When we arose the next morning, Ram was gone.

“He went to India to take care of some business for us,” Padar said at breakfast. We all peppered him with questions about their plan. He held his finger to his lips. “Quiet, children. You’ll know soon enough.”

He took us shopping for clothes in Kathmandu Durbar Square. The square was magnificent. The king’s palace stood on one edge, shops full of clothes and pottery and artwork and jewelry on the other. Before we went into any of the stores, he warned us that these merchants always had two prices—one for the locals and another for the tourists. He helped me haggle for a good price on a beautiful Nepali sweater, hand-embroidered with colorful flowers.

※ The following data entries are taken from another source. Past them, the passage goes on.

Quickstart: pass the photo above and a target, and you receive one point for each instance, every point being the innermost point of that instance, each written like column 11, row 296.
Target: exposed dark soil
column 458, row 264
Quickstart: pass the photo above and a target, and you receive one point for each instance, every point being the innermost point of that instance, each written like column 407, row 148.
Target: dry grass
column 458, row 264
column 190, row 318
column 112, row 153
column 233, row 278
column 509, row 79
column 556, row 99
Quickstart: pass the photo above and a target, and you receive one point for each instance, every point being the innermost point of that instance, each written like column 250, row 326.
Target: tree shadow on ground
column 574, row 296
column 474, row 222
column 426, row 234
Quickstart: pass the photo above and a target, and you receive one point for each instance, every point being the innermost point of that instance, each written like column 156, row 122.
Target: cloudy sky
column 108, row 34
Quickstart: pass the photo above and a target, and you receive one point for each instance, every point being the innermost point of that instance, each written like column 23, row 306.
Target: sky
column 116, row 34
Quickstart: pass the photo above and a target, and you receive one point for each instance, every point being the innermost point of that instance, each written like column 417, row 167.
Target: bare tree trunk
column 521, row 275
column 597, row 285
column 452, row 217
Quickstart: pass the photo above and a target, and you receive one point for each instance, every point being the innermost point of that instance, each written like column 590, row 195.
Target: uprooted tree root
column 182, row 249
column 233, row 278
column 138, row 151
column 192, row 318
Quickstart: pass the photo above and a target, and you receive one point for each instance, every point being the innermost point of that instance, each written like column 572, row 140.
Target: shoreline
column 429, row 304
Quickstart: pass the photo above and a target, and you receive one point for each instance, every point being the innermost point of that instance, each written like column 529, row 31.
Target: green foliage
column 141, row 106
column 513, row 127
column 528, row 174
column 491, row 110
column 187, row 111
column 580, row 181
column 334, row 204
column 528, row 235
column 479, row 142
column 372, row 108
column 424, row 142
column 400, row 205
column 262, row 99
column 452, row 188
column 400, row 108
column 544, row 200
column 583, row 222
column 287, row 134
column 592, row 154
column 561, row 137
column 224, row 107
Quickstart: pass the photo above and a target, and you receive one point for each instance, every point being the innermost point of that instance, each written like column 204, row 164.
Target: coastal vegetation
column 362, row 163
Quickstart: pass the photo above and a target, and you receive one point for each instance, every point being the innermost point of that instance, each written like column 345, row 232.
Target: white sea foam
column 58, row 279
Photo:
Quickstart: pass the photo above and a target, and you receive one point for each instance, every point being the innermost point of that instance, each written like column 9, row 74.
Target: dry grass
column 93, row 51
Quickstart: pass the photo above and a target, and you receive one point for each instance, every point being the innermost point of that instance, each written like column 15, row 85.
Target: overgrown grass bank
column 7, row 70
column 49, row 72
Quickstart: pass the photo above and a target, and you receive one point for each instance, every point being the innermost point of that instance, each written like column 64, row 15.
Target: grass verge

Padar never carried a change of clothes, so he purchased himself some new pants and a shirt and shoes. My sisters and I each bought a new dress, and Zia bought new shoes.

We strolled the busy streets, taking in the sights like tourists, visiting temples that allowed non-Hindus to enter, running up the steep steps to Swayambhunath Stupa, with its gold-plated gods and multitude of spires. We toured a few palaces and visited the crowded market streets that teemed with shops and stalls. The streets were always crowded with cyclists and backpackers, bicycle rickshaws, and cars.

One afternoon Padar took us to the vegetable market, where he purchased everything he would need to make dinner. He bought some pots and pans, and that evening in the hotel, he cooked for us a dinner like we would have eaten in Kabul.